Zu dem Überstellungshindernis unhaltbarer Zustände in dem Zielland heißt es: «Diese besonders hohe Schwelle der Erheblichkeit wäre erreicht, wenn die Gleichgültigkeit der Behörden eines Mitgliedstaats zur Folge hätte, dass eine vollständig von öffentlicher Unterstützung abhängige Person sich unabhängig von ihrem Willen und ihren persönlichen Entscheidungen in einer Situation extremer materieller Not befände, die es ihr nicht erlaubte, ihre elementarsten Bedürfnisse zu befriedigen, wie insbesondere sich zu ernähren, sich zu waschen und eine Unterkunft zu finden, und die ihre physische oder psychische Gesundheit beeinträchtigte oder sie in einen Zustand der Verelendung versetzte, der mit der Menschenwürde unvereinbar wäre.» (Seite 230)
EuGH (GK) billigt den Verlust der niederländischen Staatsangehörigkeit nach 10-jährigem Auslandsaufenthalt von Doppelstaatlern und den damit verbundenen Verlust der EU-Bürgerschaft grundsätzlich / Rs. Tjebbes u.a.
Allerdings müssten die nationalen Behörden und Gerichte in der Lage sein, die Staatsangehörigkeit unter Beachtung der Verhältnismäßigkeit rückwirkend wiederherzustellen. (Seite 240)

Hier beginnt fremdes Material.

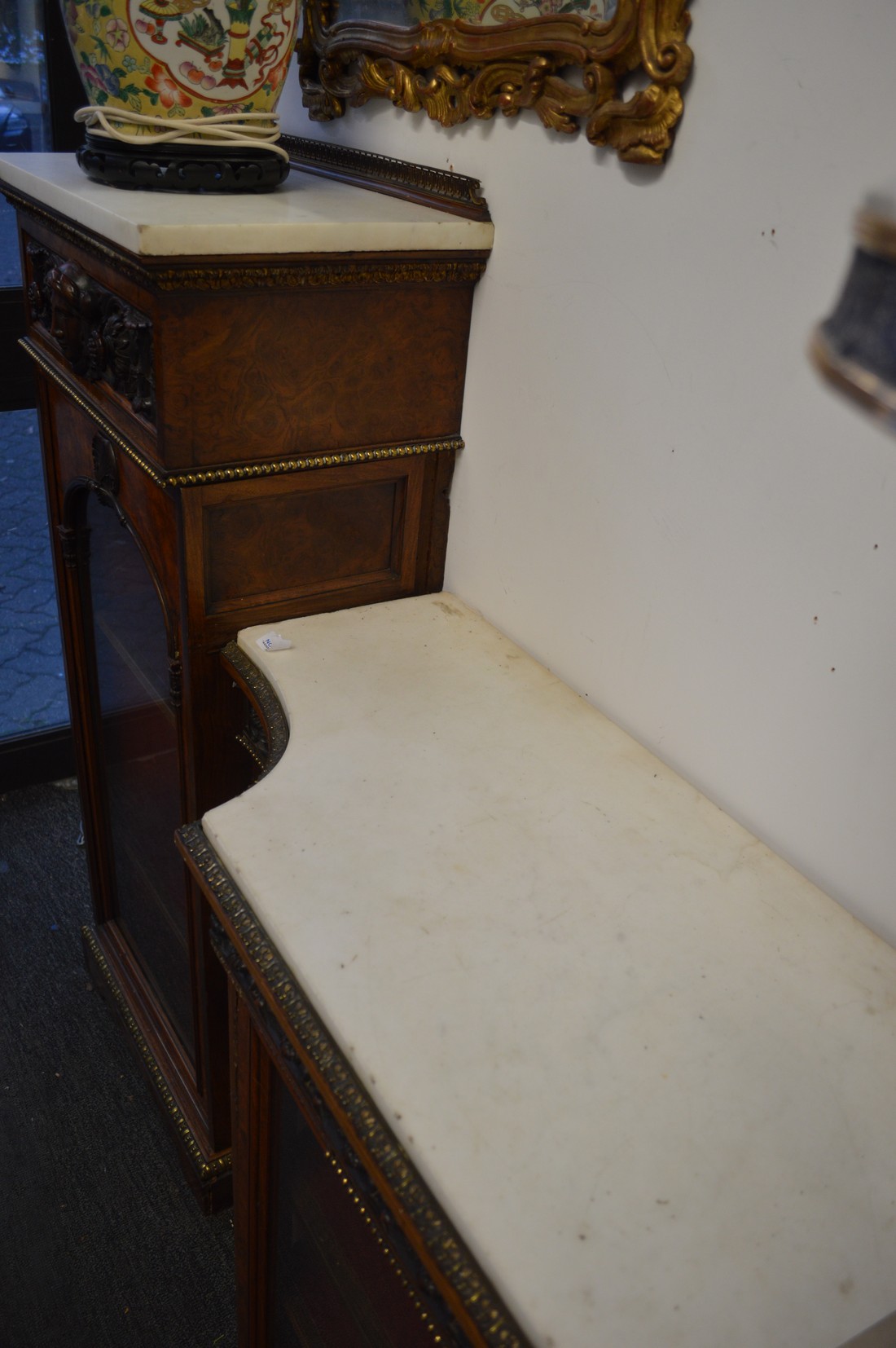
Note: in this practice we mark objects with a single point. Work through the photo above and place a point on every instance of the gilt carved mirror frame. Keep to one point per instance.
(568, 59)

EuGH (GK) sieht in der algerischen „Kafala“ (Vormundschaft) kein zur Einreise in die EU berechtigendes Abstammungsverhältnis des Kindes zu dessen Vormündern (EU-Bürgern) / Rs. SM
Wohl aber gebietet bei tatsächlichem Familienleben das Grundrecht auf Achtung des Familienlebens unter Berücksichtigung des Kindeswohls grundsätzlich die Gewährung eines Rechts auf Einreise und Aufenthalt, um es dem Kind zu ermöglichen, mit seinem Vormund in dem Aufnahmemitgliedstaat zu leben. (Seite 245)
EuGH (GK) spricht der deutschen Staatsanwaltschaft die Gewähr der Unabhängigkeit „als ausstellende Justizbehörde“ eines Europäischen Haftbefehls ab / Rsn. OG und PI
Das auf Vorlage zweier irischer Gerichte ergangene Urteil sieht in der Weisungsbefugnis des Justizministers ein Unterordnungsverhältnis gegenüber der Exekutive. (Seite 251)

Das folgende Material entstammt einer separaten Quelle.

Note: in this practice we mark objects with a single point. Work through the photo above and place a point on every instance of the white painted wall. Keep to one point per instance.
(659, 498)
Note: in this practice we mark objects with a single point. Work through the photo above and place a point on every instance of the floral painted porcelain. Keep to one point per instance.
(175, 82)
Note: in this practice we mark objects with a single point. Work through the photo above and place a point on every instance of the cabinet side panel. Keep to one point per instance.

Schweizerisches Bundesgericht (BGer), Lausanne, moniert eine überlange Verfahrensdauer (2 J., 7 M.) beim Bundesverwaltungsgericht trotz gesetzlich vorgeschriebener kurzer Behandlungsfristen (Asylverfahren)
Vorliegend hatte ein strukturelles Problem in der Koordination der Rechtsprechung zu der beanstandeten Verfahrensdauer geführt. Das Bundesverwaltungsgericht wird vom BGer im Rahmen seiner administrativen Aufsicht «eingeladen, zu prüfen, welche Mechanismen für eine rasche Entscheidung bereitgestellt werden können». (Seite 258)
BGer stellt Beweisverwertungsverbot für Videoüberwachung am Arbeitsplatz zur Aufklärung einer Straftat wegen rechtlicher Mängel fest
Es fehlt an einer Anordnung der Staatsanwaltschaft und an einer Genehmigung durch das Zwangsmaßnahmengericht. Die Anordnung durch die Polizei war unzulässig. (Seite 260)
Bundesverfassungsgericht (BVerfG), Karlsruhe, besteht auf effektiver Durchsetzung des grundrechtssichernden Richtervorbehalts durch richterlichen Bereitschaftsdienst
Der Zweite Senat betont: «Zu den Anforderungen an einen dem Gebot der praktischen Wirksamkeit des Richtervorbehalts entsprechenden richterlichen Bereitschaftsdienst gehört die uneingeschränkte Erreichbarkeit eines Ermittlungsrichters bei Tage, auch außerhalb der üblichen Dienststunden. Die Tageszeit umfasst dabei ganzjährig die Zeit zwischen 6 Uhr und 21 Uhr. Während der Nachtzeit ist ein ermittlungsrichterlicher Bereitschaftsdienst jedenfalls bei einem Bedarf einzurichten, der über den Ausnahmefall hinausgeht.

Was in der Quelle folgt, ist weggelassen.